Carlos blinked at the envelope, studied the addresses written on the front, and then looked back up at her. “What’s this?” he asked.

Mal chewed on her lip. “It’s about your mother,” she said. “She’s been arrested and charged.”

Carlos blinked and his mouth fell open. Ben and Mal, in removing the barrier to the Isle, had acknowledged that many wrongdoings had occurred on the Isle that would need to be sorted out, but a majority of the villains were going without charges. Gaston had been charged for assault and rape, of course, and Jafar had had to pay a fine for making his son an accomplice to robbery and crime. Evie’s mother would serve community service for a few events that had happened while she was growing up and Mal’s mom… well, they’d just kinda let Maleficent stay a lizard. Hades had been completely pardoned for aiding Auradon. In most cases, the time they had served on the Isle negated the need for any jail time and Auradon was taking into account the fact that they hadn’t exactly served the villains and their children well and had inadvertently created a dystopic society. It hadn’t honestly occurred to Carlos that his mother would be called to a court as Auradon went through the hundreds of cases.

“What for?” Carlos asked. “Did she do something wrong?”

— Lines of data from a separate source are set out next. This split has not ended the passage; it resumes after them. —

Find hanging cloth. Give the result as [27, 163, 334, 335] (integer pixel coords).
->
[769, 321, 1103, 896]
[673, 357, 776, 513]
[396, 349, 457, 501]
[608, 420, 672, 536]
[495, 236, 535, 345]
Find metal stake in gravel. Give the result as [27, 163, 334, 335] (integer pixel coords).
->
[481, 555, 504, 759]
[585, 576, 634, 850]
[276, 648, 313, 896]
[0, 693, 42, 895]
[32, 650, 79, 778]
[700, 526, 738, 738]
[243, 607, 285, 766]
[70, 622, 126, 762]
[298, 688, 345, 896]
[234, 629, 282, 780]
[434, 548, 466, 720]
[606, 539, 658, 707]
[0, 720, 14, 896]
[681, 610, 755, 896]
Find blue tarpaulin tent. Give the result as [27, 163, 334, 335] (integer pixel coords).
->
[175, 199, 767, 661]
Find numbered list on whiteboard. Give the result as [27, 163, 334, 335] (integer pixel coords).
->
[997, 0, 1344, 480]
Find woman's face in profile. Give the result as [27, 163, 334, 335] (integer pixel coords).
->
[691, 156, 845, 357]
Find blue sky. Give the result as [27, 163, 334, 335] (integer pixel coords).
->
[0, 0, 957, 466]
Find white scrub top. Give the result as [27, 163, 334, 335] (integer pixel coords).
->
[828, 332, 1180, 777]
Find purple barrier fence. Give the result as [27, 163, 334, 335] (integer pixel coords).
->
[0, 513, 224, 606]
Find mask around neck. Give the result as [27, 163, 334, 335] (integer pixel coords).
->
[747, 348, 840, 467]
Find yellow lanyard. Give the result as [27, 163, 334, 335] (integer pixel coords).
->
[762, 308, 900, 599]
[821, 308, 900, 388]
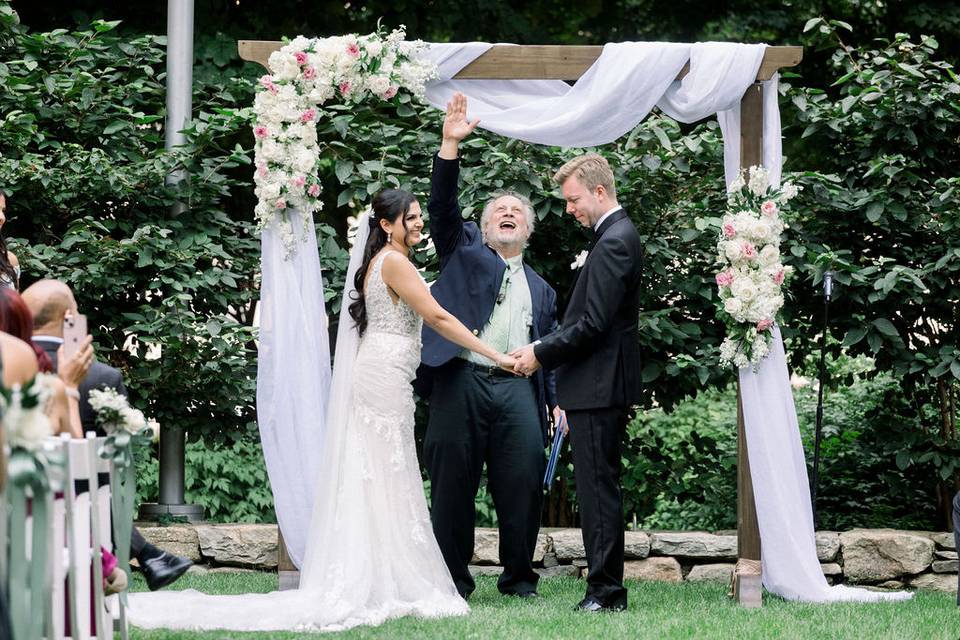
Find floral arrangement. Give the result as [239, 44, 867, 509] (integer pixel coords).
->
[0, 373, 63, 488]
[716, 167, 800, 368]
[253, 26, 436, 257]
[90, 389, 153, 471]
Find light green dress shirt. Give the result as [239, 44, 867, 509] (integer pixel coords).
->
[460, 256, 533, 367]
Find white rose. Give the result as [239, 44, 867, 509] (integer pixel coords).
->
[760, 244, 780, 267]
[366, 39, 383, 58]
[730, 278, 757, 302]
[723, 298, 743, 317]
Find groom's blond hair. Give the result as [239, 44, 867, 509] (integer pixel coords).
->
[553, 153, 617, 200]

Mal’s eyes flicked down to the table. She’d asked Carlos to meet her in the Auradon Accelerated café where he was attending school. She’d hoped that would make the delivery easier. “Child abuse,” she breathed.

Carlos’s eyes grew even wider. “She’s not being acquitted?” he asked.

Mal shook her head. “Ben wants her to see a trial. He didn’t even finish reading the list of charges. He set it down after the first two and said she was going to stand.”

“What were they?” Carlos demanded.

“Mal drummed her fingers on the tabletop. Her lip was starting to go numb underneath her teeth. “They conducted an investigation of the house,” she began. “Found your old room and a few of her… toys. Also lists of chores and stuff like that. They tested a lot of the things in your room and found old blood and stuff like that. And, uh, I don’t know if you knew this, but the backyard area where she had you put the fire ashes…” Mal trailed off, still biting her lip as she examined Carlos.

“Yes?” Carlos asked.

“Bodies. Of children. They don’t know if they’re hers or not yet.” Mal ran a hand through her hair with an exhale. “I’m sorry, Carlos.”

“Bodies?” Carlos repeated with a choke. “No, no, they can’t be hers. Someone else must have put them there. I would have known.”

“The heat from the ashes preserved some of them pretty well,” Mal whispered. “I think Ben said that they have four bodies undergoing autopsies now. We’ll know by the time the court date rolls around.” She swallowed hard. “Sorry I don’t have much more information about it. Ben has taken on the case personally. He just asked if I would deliver this to you because… he thought it would come off easier from an old friend.”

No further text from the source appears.